Copulas

The law of 2-dimensional random vector $X = (X_1, X_2)$ defined on a probability space $(\Omega, \mathcal{F}, \mathbb{P}),$ is usually studied from its distribution function

\[F(x_1,x_2)= \mathbb{P}(X_1 \leq x_2, X_2 \leq x_2), \hspace{0.5cm} x_1, x_2 \in \mathbb{R}.\]

For $i = 1,2$ the distribution function $F_i$ of $X_i$ is called the (univariate) marginal law or margin and be retrieved from $F$ via

\[F_i(x_i) = \mathbb{P}(X_i \leq x_i)=F(x_i,\infty), \hspace{0.5cm} x_i \in \mathbb{R}.\]

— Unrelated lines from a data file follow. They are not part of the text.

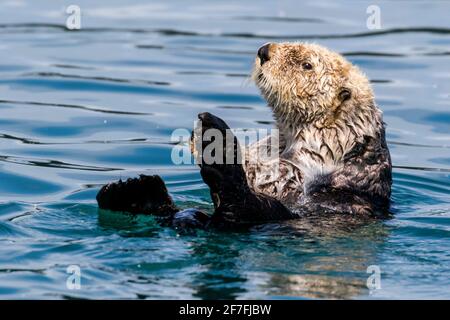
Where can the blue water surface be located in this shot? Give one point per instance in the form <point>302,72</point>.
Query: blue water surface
<point>81,108</point>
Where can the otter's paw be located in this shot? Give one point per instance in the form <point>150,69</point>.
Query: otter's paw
<point>146,195</point>
<point>190,219</point>
<point>213,143</point>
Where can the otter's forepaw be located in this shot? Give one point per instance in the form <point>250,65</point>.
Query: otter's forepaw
<point>190,219</point>
<point>213,143</point>
<point>146,195</point>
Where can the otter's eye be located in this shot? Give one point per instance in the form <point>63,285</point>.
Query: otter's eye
<point>307,66</point>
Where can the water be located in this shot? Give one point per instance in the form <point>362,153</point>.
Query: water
<point>79,109</point>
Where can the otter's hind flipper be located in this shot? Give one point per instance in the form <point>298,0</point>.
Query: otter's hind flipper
<point>146,195</point>
<point>235,203</point>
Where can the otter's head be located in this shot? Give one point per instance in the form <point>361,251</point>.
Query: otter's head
<point>307,83</point>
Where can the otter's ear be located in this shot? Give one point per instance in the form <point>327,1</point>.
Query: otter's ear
<point>345,94</point>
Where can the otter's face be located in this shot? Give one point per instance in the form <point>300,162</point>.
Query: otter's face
<point>304,81</point>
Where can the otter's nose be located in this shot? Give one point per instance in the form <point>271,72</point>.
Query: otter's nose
<point>263,53</point>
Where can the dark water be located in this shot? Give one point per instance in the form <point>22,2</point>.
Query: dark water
<point>82,108</point>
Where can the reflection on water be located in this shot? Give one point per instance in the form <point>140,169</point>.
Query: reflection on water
<point>78,109</point>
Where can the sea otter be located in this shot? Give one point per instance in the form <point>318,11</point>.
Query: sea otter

It is important to note that knowing the marginal distributions $F_1, F_2$ is not sufficient to determine the joint distribution $F.$ Additionally, it is required to understand how the marginal distributions are coupled. This is achieved by means of a copula of $(X_1, X_2).$ Generally speaking, knowing the margins and a copula is equivalent to knowing the joint distribution. It is now appropriate to provide the definition of a copula.

Definition (Copula):
(1) A function $C: [0, 1]^2 \to [0, 1]$ is called a bivariate copula, if there is a probability space $(\Omega, \mathcal{F}, \mathbb{P})$ supporting a random vector $(U_1, U_2)$ such that $U_k \sim \mathcal{U}[0,1]$ for all $k=1,2$ and
\[C(u_1,u_2)=\mathbb{P}(U_1 \leq u_1, U_2 \leq u_2), \hspace{0.5 cm} u_1, u_2 \in [0, 1].\]
(2) On a probability space $(\Omega, \mathcal{F}, \mathbb{P})$ let $(U_1, U_2)$ be a random vector on $[0,1]^2$ whose joint distribution function is a copula
\[C: [0,1]^2 \to [0,1].\]

using Distributions, TwinCopulas
θ = 0.5 # Parameter
G = GaussianCopula(θ) # A 2-dimensional Gaussian Copula with parameter θ = 0.5.

GaussianCopula{Float64}(θ=0.5)

This object is a random vector, and behaves exactly as you would expect a random vector from Distributions.jl to behave: you may sample it with rand(C,100), compute its pdf or cdf with pdf(C,x) and cdf(C,x), etc:

u = rand(G, 10)

2×10 Matrix{Float64}:
 0.159834  0.652274  0.43028   0.539864  …  0.763863  0.965858  0.830392
 0.38697   0.602179  0.461911  0.521051     0.436187  0.994569  0.852962

v = [0.5, 0.6]
cdf(G, v)

0.3804363762931904

Example (Independent Copula)
The function $\Pi: [0,1]^2 \to [0,1],$ given by $\Pi(u_1, u_2)=u_1u_2, \hspace{0.5 cm} u_1,u_2 \in [0,1],$ is called the Independence Copula.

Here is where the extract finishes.